On the Trade Day grounds in McKinney is the old Buckner Cemetery. It dates from the Civil War and interred in it are some of the earliest settlers in Collin County. After the city of Buckner ceased to be the county seat of Collin County, the property that contained the Buckner Cemetery was purchased by the O'Brien family. Many of the early O'Brien settlers are buried there. Because the cemetery was on the O'Brien property, it has often been called the O'Brien Cemetery. A later O'Brien became a famous quarterback and has a trophy named after him, given to the most outstanding college quarterback each year. The cemetery is fenced and contains the historical markers for the city of Buckner and the cemetery itself.

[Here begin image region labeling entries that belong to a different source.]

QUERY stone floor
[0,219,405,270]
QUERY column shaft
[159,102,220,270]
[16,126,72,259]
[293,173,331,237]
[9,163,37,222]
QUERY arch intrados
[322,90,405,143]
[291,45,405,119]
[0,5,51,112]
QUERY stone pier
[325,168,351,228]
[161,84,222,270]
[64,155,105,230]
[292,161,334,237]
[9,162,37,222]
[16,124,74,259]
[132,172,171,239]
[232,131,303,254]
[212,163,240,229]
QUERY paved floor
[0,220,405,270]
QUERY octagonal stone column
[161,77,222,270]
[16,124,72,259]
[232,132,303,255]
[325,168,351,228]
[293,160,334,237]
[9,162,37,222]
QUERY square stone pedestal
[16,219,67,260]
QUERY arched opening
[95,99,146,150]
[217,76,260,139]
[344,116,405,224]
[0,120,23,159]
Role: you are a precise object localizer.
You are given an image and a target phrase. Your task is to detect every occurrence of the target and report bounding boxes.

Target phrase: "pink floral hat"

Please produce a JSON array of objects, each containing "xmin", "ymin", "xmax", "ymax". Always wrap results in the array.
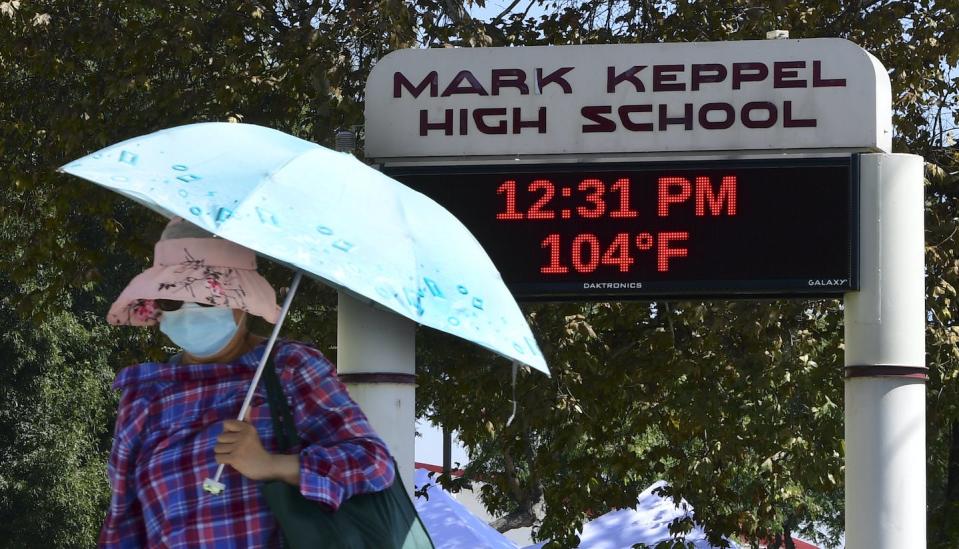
[{"xmin": 107, "ymin": 217, "xmax": 280, "ymax": 326}]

In light of recent tragedies, it seems appropriate to think of those who preceded us. Death is normal and each of us hopes we can "die well." Those who lost their lives on the Columbia died honorably and well.
We know what President Bush is trying to do with Iraq. He is playing poker, trying to get Sadam Hussein to blink and leave his country. Bush doesn't want war, but what if Sadam doesn't blink? What if there is a war and our boys and girls come home maimed or dead? Will their deaths be honorable?
The Viet Nam Memorial "Wall" was not erected to memorialize the Vietnam War. It was built to allow us to remember those who died too soon in an unnecessary war. We touch their names and we feel that we let them down. They should still be here with us, teaching us. But in a way they are, and if we'll listen to them and remember their sacrifice, then their deaths could be the most honorable of all our war dead. They are telling us not to make the same mistakes that Johnson made-trying to be the County Sheriff of the world in Vietnam. They are telling us to consider the consequences of war-death and destruction. They are reminding us that it is easier to get in to a war than to get out.
If we go to war, and when the war is over, we find nothing-no chemical weapons, no biological weapons, no nuclear weapons-then, what do we say to the families of our lost soldiers to justify their sacrifice? And what do we say to the bombed out country of Iraq encircled by their enemies? Do we build them a "Wall"?